Cyclic AMP determination

Measurements of intracellular cAMP levels were performed using the cAMP Biotrak system (GE Life Sciences, Baie d’Urfe, QC).

Insulin secretion assay

70% confluent INS832/13 cells were seeded in 24-well plates one day before use. On the day of the experiment, cells were washed and incubated for 30 min in 2.8 mM glucose KRBH buffer before incubation for 30 min at different glucose concentrations (2.8 mM and 16 mM) or 35 mM KCl to induce cell depolarization. At the end of the incubation, culture medium was collected, centrifuged to remove cells and assayed for insulin content by radioimmunoassay (Linco, St. Charles, MO). Results were normalized by mg of proteins.

Human GH secretion was determined as previously performed [24]. In brief, a plasmid encoding hGH is co-transfected with another plasmid of interest in a 1:3 ratio. hGH is known to co-localize with insulin and therefore its secretion matches that of insulin perfectly.

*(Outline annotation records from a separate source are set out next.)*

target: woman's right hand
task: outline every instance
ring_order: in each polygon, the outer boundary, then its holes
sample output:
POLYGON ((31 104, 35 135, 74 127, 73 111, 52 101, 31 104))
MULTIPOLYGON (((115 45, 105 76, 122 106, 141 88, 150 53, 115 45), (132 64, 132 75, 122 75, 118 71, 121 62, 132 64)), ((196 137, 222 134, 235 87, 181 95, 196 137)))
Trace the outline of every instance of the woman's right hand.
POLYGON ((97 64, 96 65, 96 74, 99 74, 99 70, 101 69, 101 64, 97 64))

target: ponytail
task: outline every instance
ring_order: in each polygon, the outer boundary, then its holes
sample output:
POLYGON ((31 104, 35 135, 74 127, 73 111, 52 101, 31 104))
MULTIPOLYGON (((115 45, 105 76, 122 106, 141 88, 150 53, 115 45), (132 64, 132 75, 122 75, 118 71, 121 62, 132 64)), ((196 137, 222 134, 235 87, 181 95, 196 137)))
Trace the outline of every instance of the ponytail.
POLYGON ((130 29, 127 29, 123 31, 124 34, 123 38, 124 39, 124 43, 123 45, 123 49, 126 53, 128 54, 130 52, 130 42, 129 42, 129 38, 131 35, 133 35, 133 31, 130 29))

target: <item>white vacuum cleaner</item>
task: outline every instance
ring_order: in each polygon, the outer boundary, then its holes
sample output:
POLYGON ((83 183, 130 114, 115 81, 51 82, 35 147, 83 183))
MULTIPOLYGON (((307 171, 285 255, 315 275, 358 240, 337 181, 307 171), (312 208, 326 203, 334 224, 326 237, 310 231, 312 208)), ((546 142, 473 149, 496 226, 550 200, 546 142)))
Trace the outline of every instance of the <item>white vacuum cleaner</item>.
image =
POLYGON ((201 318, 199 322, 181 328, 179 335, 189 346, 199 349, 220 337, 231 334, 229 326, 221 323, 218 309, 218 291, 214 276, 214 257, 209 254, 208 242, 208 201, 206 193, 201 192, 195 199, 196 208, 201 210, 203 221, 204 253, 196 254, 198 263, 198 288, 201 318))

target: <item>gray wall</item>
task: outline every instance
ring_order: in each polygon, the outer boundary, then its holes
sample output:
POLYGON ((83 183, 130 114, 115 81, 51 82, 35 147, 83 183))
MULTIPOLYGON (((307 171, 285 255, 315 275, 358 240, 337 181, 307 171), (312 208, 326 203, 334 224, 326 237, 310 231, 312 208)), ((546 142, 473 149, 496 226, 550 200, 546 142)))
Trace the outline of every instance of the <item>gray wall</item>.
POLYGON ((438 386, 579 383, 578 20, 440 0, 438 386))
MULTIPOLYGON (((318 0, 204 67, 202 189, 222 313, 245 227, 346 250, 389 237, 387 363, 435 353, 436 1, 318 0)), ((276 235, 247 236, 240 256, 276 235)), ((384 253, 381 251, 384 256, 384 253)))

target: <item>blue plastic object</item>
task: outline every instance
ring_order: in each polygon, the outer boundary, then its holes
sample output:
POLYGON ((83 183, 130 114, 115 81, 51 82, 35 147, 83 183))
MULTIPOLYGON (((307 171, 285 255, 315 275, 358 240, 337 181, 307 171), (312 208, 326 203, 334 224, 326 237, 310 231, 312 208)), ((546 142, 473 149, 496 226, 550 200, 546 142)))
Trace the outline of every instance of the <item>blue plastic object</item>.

With such a strategy, hormone release is measured exclusively in the transfected population of cells receiving the plasmid of interest and is not masked by secretion from the untransfected cells [24]. After 30 min of incubation as described above for insulin secretion, medium was collected for hGH ELISA and measured according to vendor protocol (Roche, Laval, QC).

Glucose metabolism

Glucose oxidation was evaluated as 14CO2 production from [U-14C]-glucose. Briefly, INS cells were grown to confluence into 25 cm2 flasks and treated as described above under “insulin secretion assay” except that the incubation medium contained 25 µCi/ml of radio-labeled glucose tracer. Cellular metabolism was stopped by the addition of 1 ml of 40% perchloric acid after 30 min and 14CO2 was captured overnight by glass fiber filters previously soaked in 5% KOH.

Intracellular calcium

Intracellular Ca2+ was measured in cells using Fura-2 (Life Technologies, Burlington, ON). Cells grown in 24-well plates were loaded with Fura-2, 30 min prior to treatment as described under “insulin secretion assay”. Results are displayed as 340 nm/380 nm ratios after background (auto-fluorescence) subtraction.

Statistical analysis

Data are expressed as means ±SEM. Statistical analyses were performed using ANOVA or Student’s t test. We used a P<0.05 to declare statistically significant differences.

Results

FoxO1 regulates Ccn3 expression in pancreatic β-cells

We previously determined the transcriptional profile of pancreatic βINS832/13-cells overexpressing a constitutively active form of FoxO1 (CAFoxO1) using cDNA microarrays [10]. Our genomic analysis identified a transcript encoding Ccn3 as one of the most significant genes whose expression was altered upon FoxO1 activation. We herein sought to identify and characterize Ccn3 as a novel FoxO1 target and explore its biological role in β-cells.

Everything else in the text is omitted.